Data Visualization and Analysis (Goodreads Part III)

Connor Higgins
Connor Higgins
Published in
6 min readDec 11, 2019

Github

This is a short followup to this post showing some of the simple analyses and visualizations you can do with the data collected by the webscraper. I’ll be using a fairly sizable dataset with 2891 works, from some of the most popular epic fantasy books on Goodreads.com.

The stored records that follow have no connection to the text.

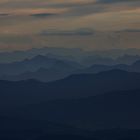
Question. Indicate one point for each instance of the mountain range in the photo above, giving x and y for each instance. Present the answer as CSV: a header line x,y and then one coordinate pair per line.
x,y
47,69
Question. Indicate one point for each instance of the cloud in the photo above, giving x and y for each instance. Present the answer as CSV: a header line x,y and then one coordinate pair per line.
x,y
44,15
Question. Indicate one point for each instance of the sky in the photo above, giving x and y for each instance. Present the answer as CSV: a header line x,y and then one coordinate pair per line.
x,y
88,24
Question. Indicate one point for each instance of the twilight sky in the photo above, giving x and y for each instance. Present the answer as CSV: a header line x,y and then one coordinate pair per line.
x,y
89,24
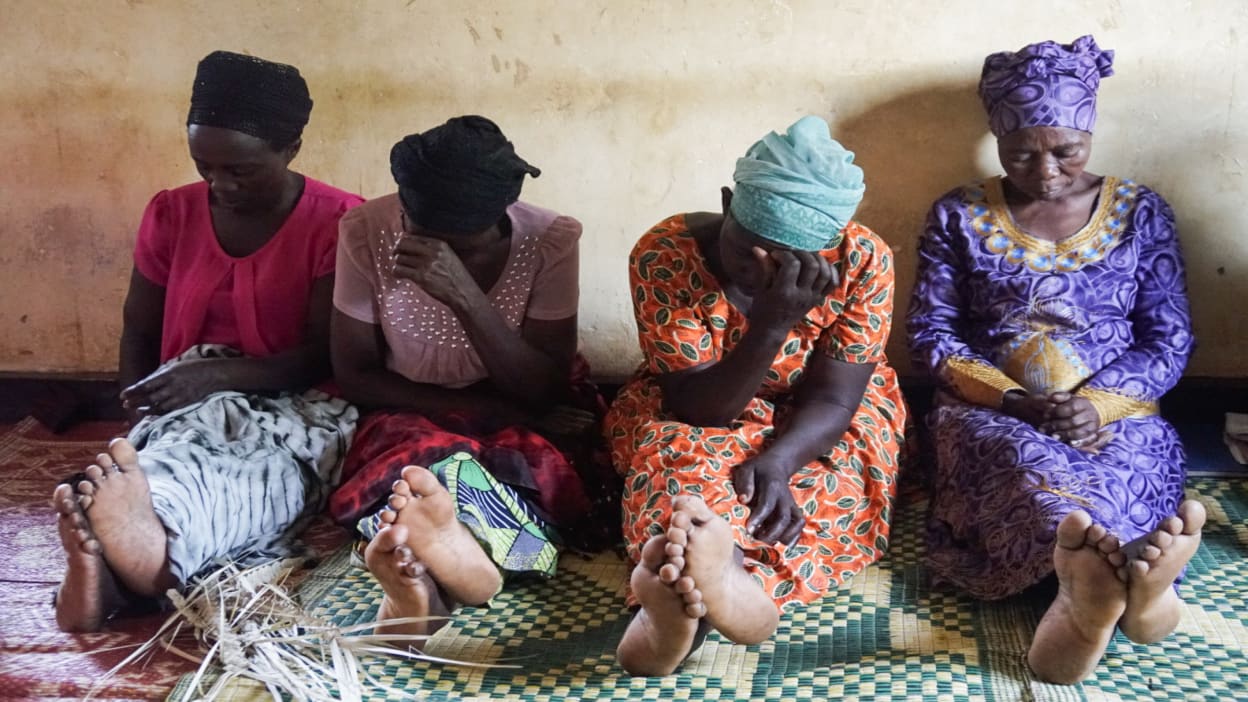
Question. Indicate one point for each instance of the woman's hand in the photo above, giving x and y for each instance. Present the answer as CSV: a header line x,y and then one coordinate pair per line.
x,y
1032,409
175,387
1071,420
774,514
434,266
795,281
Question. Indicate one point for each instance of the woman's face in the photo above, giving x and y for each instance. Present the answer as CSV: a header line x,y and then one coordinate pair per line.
x,y
245,174
1045,163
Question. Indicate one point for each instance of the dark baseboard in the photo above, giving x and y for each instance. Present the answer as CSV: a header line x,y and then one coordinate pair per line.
x,y
59,401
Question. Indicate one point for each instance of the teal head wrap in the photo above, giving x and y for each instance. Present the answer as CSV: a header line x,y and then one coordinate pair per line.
x,y
799,189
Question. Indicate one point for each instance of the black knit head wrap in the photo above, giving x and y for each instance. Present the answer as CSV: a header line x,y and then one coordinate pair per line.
x,y
251,95
458,177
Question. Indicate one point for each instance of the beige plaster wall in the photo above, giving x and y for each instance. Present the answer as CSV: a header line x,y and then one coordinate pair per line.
x,y
633,110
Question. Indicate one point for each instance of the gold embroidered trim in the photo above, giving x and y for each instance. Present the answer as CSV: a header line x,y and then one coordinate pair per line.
x,y
976,381
1111,406
991,220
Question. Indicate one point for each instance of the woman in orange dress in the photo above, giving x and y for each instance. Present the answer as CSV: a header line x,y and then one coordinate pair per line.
x,y
759,441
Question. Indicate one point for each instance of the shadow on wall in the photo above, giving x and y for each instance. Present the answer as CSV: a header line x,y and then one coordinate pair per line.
x,y
914,148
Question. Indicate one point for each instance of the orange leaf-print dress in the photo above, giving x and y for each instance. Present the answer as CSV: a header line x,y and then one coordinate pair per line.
x,y
685,320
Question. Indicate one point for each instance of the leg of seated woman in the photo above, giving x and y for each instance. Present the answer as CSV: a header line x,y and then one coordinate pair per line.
x,y
89,592
662,635
735,603
1077,627
409,590
438,541
694,570
117,505
1153,607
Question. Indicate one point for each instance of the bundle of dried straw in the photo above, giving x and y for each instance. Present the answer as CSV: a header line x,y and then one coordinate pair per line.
x,y
245,623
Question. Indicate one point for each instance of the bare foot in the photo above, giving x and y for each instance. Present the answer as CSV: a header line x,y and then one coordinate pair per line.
x,y
1153,608
119,506
439,541
662,635
89,592
1078,625
409,591
714,580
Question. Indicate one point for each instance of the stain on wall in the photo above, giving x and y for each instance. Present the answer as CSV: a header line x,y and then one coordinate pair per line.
x,y
633,111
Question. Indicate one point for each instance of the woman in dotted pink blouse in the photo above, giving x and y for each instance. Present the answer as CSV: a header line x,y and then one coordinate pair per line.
x,y
456,324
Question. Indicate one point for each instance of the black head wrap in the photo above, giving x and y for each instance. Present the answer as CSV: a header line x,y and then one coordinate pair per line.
x,y
458,177
250,95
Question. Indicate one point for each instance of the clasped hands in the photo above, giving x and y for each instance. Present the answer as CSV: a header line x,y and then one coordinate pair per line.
x,y
775,516
1063,416
793,284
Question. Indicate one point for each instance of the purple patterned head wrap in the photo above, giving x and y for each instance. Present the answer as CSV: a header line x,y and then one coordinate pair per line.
x,y
1045,84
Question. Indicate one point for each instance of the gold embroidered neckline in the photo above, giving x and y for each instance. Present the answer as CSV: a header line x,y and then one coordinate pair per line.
x,y
991,221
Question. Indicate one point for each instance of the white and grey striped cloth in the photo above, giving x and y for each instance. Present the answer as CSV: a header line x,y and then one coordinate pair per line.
x,y
236,476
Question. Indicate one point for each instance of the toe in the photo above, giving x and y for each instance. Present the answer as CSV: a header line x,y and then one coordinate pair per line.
x,y
669,573
94,474
1192,512
413,570
105,464
653,553
1108,545
673,550
124,454
1162,538
1095,535
421,480
1071,533
63,499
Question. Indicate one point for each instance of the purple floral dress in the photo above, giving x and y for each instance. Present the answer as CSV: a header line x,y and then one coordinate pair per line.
x,y
1102,314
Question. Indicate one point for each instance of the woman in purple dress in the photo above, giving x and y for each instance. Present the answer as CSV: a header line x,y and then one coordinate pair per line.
x,y
1051,307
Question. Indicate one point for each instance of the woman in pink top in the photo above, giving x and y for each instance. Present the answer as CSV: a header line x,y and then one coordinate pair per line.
x,y
456,319
226,330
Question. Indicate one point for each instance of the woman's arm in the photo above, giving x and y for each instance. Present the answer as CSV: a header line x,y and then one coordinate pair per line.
x,y
718,392
1161,325
293,370
1161,320
824,406
360,369
936,320
531,367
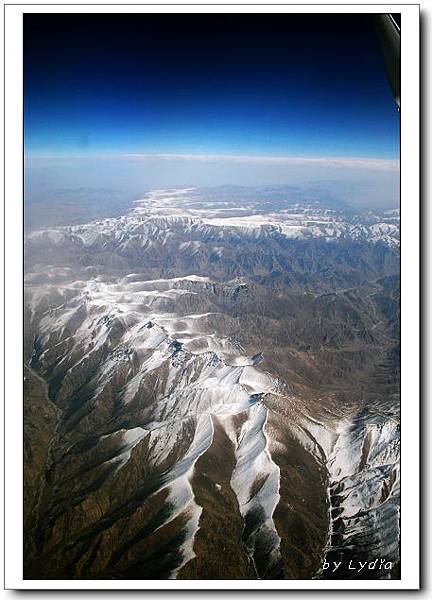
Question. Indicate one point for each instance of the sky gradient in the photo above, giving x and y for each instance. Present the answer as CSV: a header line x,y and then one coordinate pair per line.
x,y
266,85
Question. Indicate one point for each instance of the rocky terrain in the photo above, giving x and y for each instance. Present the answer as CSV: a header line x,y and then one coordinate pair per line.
x,y
212,391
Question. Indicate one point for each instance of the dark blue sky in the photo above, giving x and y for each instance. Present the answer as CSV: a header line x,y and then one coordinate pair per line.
x,y
229,84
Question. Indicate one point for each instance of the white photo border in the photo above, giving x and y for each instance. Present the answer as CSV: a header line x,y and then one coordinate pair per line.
x,y
410,300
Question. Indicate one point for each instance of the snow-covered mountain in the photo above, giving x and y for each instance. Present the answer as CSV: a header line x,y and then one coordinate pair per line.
x,y
212,391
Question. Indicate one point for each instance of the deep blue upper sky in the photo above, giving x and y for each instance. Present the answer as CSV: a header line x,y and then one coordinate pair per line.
x,y
230,84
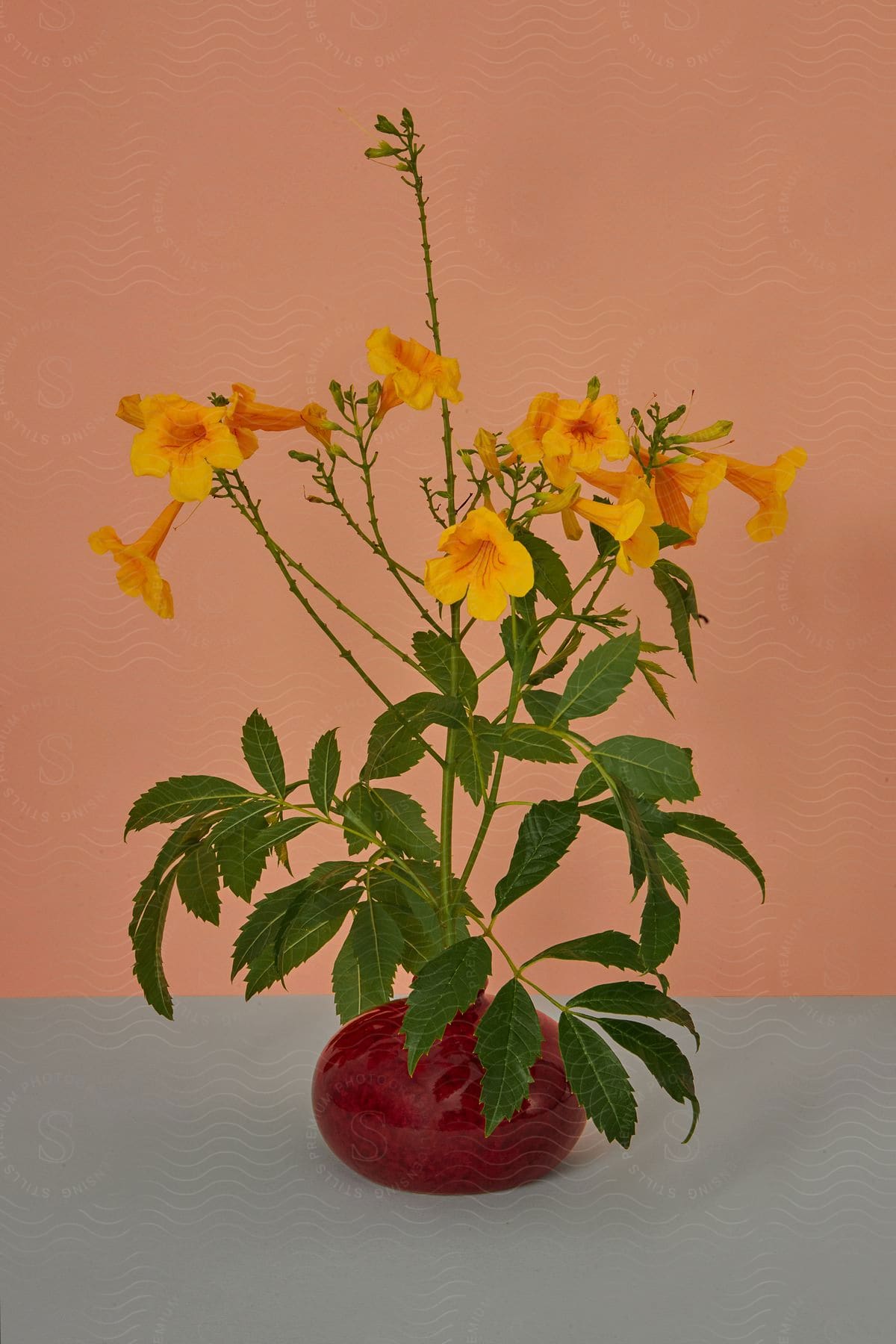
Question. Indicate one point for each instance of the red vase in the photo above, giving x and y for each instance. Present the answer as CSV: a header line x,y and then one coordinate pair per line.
x,y
426,1133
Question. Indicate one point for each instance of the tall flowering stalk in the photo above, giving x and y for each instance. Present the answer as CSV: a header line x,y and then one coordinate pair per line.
x,y
570,468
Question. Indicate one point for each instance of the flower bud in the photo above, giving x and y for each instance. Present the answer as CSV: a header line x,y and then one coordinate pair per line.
x,y
704,436
485,445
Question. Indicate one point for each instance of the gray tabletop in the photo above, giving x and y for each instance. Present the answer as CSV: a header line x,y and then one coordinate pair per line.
x,y
164,1183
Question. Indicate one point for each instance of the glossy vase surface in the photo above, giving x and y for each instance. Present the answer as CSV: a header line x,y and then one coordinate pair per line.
x,y
426,1133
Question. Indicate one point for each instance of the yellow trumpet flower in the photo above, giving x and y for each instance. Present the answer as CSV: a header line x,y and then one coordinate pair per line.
x,y
181,440
481,562
765,484
570,437
418,374
137,569
245,416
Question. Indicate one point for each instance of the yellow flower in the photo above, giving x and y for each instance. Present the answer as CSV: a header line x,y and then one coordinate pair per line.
x,y
570,437
137,570
766,484
418,374
628,522
245,416
482,562
485,445
186,440
672,484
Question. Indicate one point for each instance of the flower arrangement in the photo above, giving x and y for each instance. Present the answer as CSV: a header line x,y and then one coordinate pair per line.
x,y
626,495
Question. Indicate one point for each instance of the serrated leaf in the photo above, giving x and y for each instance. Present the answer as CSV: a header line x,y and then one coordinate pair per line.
x,y
679,601
323,771
264,756
633,996
183,796
395,742
198,882
399,821
270,915
600,1081
474,757
307,929
558,660
435,655
546,833
600,678
358,815
364,968
520,638
415,917
660,925
608,949
508,1042
529,742
444,987
242,853
719,836
149,910
650,768
671,535
147,927
551,577
541,707
656,685
662,1057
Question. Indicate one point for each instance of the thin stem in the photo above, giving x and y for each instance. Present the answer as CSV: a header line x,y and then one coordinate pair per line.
x,y
249,508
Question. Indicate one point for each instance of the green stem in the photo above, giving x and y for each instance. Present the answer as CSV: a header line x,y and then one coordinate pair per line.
x,y
249,508
450,739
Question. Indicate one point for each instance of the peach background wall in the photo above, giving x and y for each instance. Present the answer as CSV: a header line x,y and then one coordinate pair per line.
x,y
668,194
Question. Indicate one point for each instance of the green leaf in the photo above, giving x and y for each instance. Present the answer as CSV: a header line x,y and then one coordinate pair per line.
x,y
660,925
598,1080
508,1042
146,930
656,685
395,742
662,1057
435,655
264,756
198,882
474,757
272,914
149,910
242,853
520,638
558,660
444,987
719,836
358,815
682,603
632,996
543,707
364,968
529,742
609,949
399,821
546,833
317,918
601,678
650,768
323,771
415,917
551,578
671,535
183,796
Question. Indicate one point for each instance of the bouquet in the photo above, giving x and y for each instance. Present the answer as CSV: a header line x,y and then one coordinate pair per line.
x,y
628,491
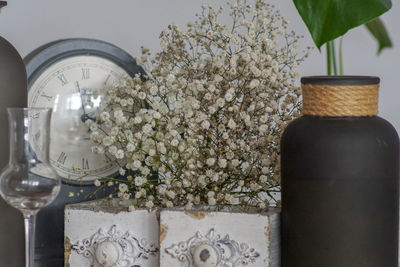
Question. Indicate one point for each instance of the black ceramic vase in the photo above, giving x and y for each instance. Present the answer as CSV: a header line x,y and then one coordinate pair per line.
x,y
340,178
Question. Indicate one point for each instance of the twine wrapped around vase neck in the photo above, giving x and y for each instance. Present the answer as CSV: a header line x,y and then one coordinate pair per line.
x,y
340,100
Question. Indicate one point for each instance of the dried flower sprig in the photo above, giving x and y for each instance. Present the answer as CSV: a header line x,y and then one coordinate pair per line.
x,y
204,125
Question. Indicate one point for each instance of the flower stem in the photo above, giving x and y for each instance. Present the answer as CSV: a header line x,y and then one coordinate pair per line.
x,y
328,58
333,51
341,71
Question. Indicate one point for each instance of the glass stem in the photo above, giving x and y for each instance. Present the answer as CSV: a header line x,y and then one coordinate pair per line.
x,y
29,221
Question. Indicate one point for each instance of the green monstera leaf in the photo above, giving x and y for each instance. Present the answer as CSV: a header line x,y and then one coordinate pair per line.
x,y
328,19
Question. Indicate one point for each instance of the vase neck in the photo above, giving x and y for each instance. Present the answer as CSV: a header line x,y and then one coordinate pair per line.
x,y
338,99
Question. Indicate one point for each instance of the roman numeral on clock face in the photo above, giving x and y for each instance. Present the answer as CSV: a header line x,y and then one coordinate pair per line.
x,y
37,135
61,159
85,164
62,79
85,74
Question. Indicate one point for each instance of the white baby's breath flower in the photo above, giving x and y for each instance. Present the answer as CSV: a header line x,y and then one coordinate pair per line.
x,y
104,116
97,183
175,142
123,188
205,124
210,161
119,154
208,114
142,95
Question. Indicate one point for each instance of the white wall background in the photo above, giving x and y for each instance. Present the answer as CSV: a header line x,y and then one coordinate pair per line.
x,y
133,23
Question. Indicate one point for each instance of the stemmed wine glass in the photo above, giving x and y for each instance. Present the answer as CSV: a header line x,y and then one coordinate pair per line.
x,y
28,182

Key statistical findings from Best Epic Fantasy:

  • User-submitted genre tags are not independent of whether the work receives or is nominated for an award
  • The genre also seems to be related to page lengths as well, with “Fantasy” works having the longest length.
  • Average rating is not significantly related to whether a work recieves an award…
  • …but the total number of ratings recieved is significantly related to awards.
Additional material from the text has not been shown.